【極上旦那様シリーズ】俺のそばにいろよ~御曹司と溺甘な政略結婚~
「日本から十三時間近くかかるというのに、俊敏さに驚きましたよ」
「パリ支社から暴動の連絡が入ったとき、すぐに行動に移したので」
「素晴らしい。なかなかすぐにできることではありませんよ。では、奥さまはゆっくりさせるようにしてください」

 男性医師は看護師を連れて病室を出ていった。

 柊吾さんに水を飲ませてもらった私はようやく口の中が滑らかになった。

「心配かけてしまってごめんなさい……」

 私の手が再び握られ、柊吾さんの唇が触れる。

「無事でよかった。

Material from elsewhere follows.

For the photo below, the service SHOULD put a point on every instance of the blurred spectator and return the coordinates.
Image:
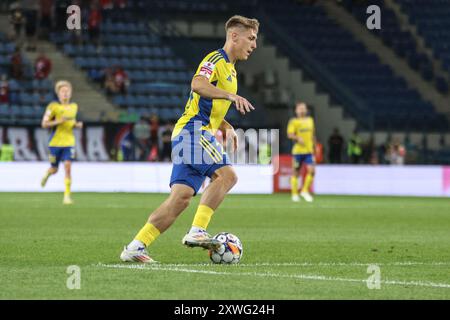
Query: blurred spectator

暴動の知らせを受けたのは二十一時だったんだ。心春のスマホは呼び出し音が鳴るばかりで、嫌な予感に襲われた。ホテルに連絡すると朝出ていったきり戻っていないと言われ、梨沙さんにもかけたんだ」
「そうだ……オーリィ家へ行く前にホテルに戻ろうとして……」
「俺が来たとき、梨沙さんが心春に付き添ってくれていだ。ジュリアンもいた。医師からは大丈夫だと言われていたそうだが、心春を心配していて、私が到着してようやく帰宅したんだ」

 皆に迷惑をかけてしまったと、落ち込みそうになる。

「俺も生きた心地がしなかったよ。生きていてくれて神に感謝した」

 柊吾さんは額にかかる私の髪を優しく払い、愛情を込めたキスをする。

「もう少し眠るといい。俺は日本と梨沙さんに連絡をしてくる」
「うん」

 薬のせいか頭がボーッとしてしまい、目を閉じた。